Già, ogni volta che la vita ci impone di guardare la morte, di vederla scendere dentro la tomba, ti rendi conto, guardando gli astanti, che prima o poi a tutti toccherà la stessa sorte ed inutile insistere, indietro non si torna, questa è la vita, è la morte, è la perenne constatazione che la coscienza, o tiene conto ogni tanto di queste cose, o è una coscienza zoppa, che fallisce la sua datità.
Io sono nato per sapere che devo morire e, in questo spazio tempo in cui m'è dato vivere cosciente, devo catturare più vissuti possibile per scrivermeli addosso, per ricordarli come una storia, la mia, che è quella ed è unica, così come lo è per tutti.
Non credo, forse a torto, che questa sia una specie di esaltazione dell'ego.

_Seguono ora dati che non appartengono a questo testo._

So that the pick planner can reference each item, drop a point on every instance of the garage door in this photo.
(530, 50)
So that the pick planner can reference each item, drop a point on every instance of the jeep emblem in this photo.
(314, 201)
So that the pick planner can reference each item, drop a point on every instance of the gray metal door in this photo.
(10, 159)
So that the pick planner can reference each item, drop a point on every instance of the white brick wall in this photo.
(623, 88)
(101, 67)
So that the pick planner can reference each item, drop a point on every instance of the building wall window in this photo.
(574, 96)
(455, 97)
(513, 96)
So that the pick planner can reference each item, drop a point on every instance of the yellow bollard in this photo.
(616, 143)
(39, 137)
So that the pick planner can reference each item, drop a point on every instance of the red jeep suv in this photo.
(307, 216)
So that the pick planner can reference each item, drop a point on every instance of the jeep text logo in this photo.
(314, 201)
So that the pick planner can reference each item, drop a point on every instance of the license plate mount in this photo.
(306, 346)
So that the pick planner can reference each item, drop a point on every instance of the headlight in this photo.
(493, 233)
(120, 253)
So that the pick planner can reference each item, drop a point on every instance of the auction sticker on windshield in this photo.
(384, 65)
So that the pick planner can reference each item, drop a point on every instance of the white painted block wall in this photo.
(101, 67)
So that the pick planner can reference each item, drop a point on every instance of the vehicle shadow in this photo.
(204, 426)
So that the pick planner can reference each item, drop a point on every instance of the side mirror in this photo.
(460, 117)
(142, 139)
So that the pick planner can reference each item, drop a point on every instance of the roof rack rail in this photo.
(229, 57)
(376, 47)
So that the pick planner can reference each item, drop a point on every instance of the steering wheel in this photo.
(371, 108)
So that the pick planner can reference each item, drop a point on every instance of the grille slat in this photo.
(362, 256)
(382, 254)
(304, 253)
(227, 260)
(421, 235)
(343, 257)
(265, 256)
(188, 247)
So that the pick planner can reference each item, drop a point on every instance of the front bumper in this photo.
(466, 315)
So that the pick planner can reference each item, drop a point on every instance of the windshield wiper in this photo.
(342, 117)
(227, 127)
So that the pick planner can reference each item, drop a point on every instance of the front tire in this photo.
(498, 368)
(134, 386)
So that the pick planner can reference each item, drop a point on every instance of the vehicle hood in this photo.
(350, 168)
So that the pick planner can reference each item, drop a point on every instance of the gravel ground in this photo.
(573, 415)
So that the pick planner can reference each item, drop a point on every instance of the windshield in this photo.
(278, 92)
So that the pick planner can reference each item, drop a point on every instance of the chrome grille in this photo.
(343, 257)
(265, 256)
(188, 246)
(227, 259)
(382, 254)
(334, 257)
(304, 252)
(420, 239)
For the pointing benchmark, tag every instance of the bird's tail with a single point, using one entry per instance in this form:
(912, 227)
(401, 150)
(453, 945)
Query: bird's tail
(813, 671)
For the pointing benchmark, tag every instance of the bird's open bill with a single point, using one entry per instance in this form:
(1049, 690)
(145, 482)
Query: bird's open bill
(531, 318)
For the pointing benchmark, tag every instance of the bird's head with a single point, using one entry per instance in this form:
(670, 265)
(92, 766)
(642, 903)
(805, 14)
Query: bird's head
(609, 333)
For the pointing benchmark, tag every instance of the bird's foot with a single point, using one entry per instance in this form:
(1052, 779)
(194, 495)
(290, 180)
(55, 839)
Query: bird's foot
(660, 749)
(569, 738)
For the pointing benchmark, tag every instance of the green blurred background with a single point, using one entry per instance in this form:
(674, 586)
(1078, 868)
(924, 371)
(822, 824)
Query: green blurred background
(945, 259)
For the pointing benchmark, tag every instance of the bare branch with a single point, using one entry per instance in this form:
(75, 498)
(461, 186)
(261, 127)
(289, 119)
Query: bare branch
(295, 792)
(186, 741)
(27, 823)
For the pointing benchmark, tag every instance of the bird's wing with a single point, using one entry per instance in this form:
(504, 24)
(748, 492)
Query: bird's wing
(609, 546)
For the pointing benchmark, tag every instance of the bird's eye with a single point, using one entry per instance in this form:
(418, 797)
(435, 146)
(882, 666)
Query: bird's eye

L'ego esaltato salta addosso agli altri io come un parassita o un cannibale per nutrirsene - e io qui, invece, intendo un io che racconta se stesso tenendo conto del racconto degli altri io.
Ma tutti questi vissuti a chi interessano? Tutti questi racconti, poi, a che servono?
Servono a qualcosa le stelle? A formare costellazioni a cui noi abbiamo dato un nome perché assomigliano a qualcosa invece che a niente.
Credo nell'addizione: io + io = noi. E gli io, in quanto addendi, possono essere innumerevoli.
4 commenti:
ho letto or ora qualche tuo post. Hai un nonsocché di gesuitico. Come un'eco di un tempo lontano. Non sono poi tanto cattivi, alcuni di loro. Anzi.
Gentile Anonimo/a, mi fa piacere aver provocato queste tue impressioni che volentieri accolgo, anche se quella del "gesuitico" me la devi, per favore, spiegare.
Ho frequentato per diversi anni ambienti gesuiti. Ne ho sempre apprezzato la lucidità di ragionamento e la precisione concreta delle parole, che si affidano al significato quanto più gli è possibile per rendere un pensiero.
Nel tuo post ritrovo lo stesso procedere logico, razionale, anche nell'esplorare _con successo_ quello che per certi versi è inspiegabile: "Servono a qualcosa le stelle?".
Acume, logica diamantina, sforzo di comunicazione. Ecco tutto.
Grazie, le tue parole sono per me un premio inaspettato.